Поэтому когда говорят об успехах в подражании, о прогрессе известной эпохи в области наблюдений над природой, то и под этим следует разуметь нечто вещест­венное, связанное с первоначально данными формами изображения. Наблюдения XVII века не просто вносятся в ткань искусства чинквеченто — вся основа стала другой. Литература по истории искусства совершает ошибку, так уверенно оперируя расплывчатым поняти­ем «подражания природе», точно дело идет об однород­ном процессе растущего совершенствования. Как бы усердно ни «отдаваться природе», этим не объяснить, чем отличается пейзаж Рейсдала от пейзажа Патинира, и «прогрессирующее овладение действительностью» еще не делает понятной противоположность между портре­том Франса Хальса и портретом Альбрехта Дюрера.
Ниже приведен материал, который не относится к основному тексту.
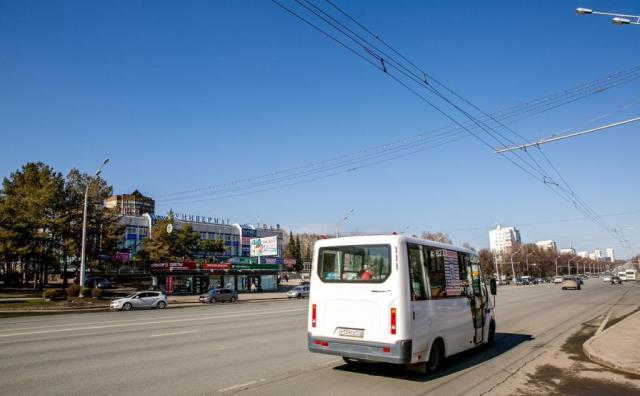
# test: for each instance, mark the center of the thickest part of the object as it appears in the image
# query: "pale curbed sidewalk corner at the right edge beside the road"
(618, 347)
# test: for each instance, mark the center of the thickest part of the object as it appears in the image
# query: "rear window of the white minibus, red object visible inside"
(358, 263)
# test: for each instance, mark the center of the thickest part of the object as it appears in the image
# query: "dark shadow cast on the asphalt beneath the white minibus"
(461, 361)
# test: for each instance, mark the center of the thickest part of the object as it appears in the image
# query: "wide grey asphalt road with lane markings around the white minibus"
(260, 348)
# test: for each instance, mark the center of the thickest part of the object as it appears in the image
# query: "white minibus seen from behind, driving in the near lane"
(397, 299)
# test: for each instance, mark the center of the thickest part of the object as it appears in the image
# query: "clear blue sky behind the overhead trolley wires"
(183, 95)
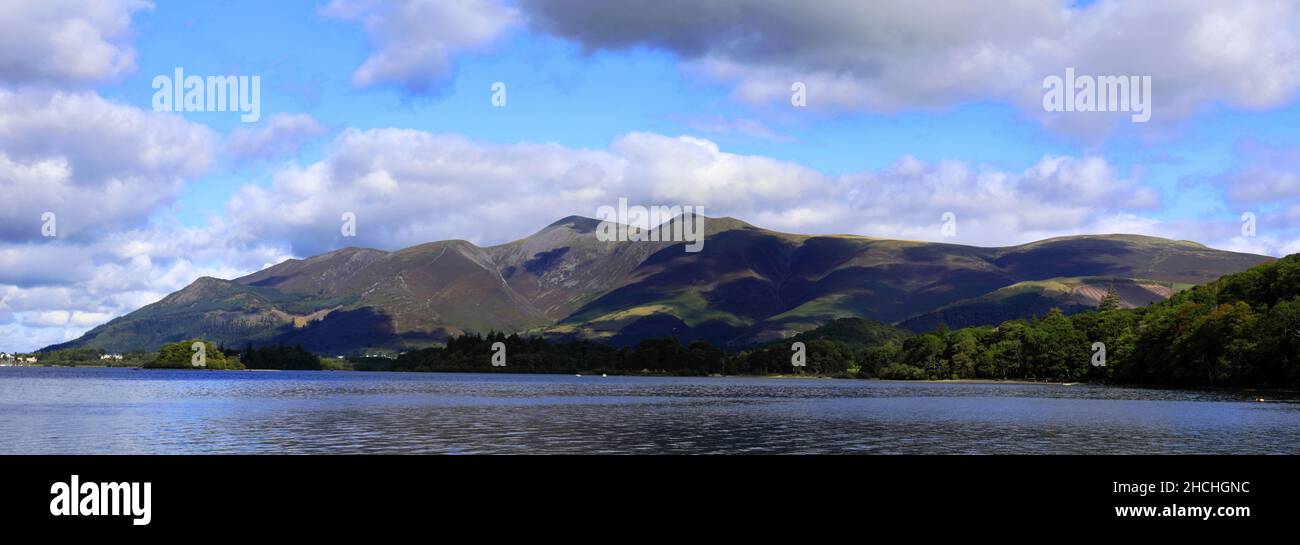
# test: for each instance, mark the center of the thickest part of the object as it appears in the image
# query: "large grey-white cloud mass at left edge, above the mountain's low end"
(103, 170)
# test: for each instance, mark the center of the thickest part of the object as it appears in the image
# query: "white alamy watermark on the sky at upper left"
(213, 94)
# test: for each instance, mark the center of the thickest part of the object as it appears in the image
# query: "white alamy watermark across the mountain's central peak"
(634, 224)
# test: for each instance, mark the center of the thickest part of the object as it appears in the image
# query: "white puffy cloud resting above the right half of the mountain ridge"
(909, 200)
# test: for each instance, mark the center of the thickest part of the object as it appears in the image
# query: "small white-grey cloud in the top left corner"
(67, 42)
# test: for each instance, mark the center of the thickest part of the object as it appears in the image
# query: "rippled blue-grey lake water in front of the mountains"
(99, 410)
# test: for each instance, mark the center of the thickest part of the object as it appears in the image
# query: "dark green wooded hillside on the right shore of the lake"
(1240, 331)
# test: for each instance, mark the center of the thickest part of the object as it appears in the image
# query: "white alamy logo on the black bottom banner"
(102, 499)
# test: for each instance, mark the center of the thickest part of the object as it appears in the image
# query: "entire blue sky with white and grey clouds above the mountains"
(487, 120)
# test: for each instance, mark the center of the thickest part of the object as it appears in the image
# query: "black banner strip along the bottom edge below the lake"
(315, 495)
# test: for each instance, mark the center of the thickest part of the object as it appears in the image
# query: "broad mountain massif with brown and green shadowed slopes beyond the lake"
(747, 286)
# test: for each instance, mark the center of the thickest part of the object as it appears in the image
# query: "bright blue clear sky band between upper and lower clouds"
(561, 94)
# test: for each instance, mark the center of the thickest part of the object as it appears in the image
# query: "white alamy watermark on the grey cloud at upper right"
(1099, 94)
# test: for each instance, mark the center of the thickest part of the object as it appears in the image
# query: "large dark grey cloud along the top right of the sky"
(892, 55)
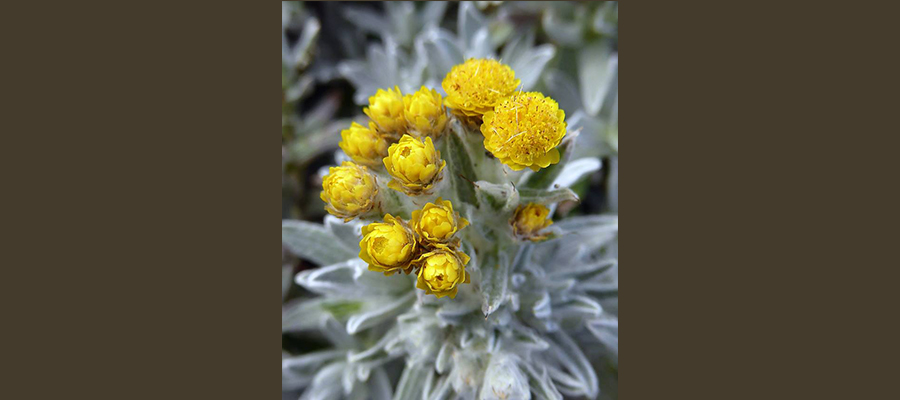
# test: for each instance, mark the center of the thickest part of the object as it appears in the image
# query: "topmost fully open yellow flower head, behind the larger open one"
(476, 86)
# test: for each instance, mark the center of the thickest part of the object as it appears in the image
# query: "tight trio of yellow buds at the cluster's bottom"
(425, 244)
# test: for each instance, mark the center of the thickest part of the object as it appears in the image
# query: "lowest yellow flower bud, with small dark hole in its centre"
(441, 271)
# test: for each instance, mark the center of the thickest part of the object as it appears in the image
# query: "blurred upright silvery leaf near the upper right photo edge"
(597, 66)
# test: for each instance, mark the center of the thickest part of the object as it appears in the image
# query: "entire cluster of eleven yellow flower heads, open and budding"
(520, 129)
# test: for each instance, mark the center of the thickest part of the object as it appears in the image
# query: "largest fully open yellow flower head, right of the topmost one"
(524, 130)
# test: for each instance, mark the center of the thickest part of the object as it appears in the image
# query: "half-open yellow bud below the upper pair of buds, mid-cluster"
(415, 165)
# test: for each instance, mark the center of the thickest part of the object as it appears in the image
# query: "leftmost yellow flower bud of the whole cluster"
(348, 191)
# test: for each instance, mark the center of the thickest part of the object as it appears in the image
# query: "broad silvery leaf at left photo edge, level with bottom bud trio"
(314, 242)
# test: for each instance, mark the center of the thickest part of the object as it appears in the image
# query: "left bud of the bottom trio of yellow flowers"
(388, 246)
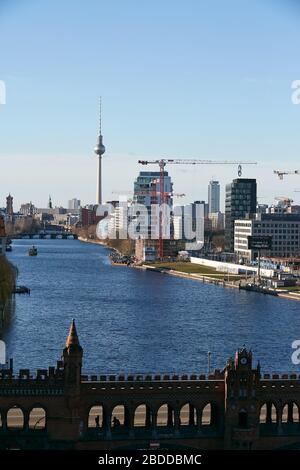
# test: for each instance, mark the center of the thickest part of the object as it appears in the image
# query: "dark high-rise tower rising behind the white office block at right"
(240, 200)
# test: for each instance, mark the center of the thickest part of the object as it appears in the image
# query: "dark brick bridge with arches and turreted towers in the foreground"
(235, 408)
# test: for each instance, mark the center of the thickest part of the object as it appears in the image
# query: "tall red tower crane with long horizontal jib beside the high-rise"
(179, 161)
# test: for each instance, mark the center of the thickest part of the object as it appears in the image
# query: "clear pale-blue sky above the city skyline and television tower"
(193, 78)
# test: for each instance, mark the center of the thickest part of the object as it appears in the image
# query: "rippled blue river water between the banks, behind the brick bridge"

Материально-подражательная сторона может сама по себе быть совершенно различной, — решающим момен­том является то, что в основе восприятия здесь и там лежат разные «оптические» схемы, которые заложены, однако, гораздо глубже, чем просто в проблеме прогрес­са подражания: они одинаково обусловливают и фено­мен архитектуры, и феномен изобразительного искусст­ва, и римский барочный фасад обладает тем же оптиче­ским знаменателем, что и пейзаж ван Гойена.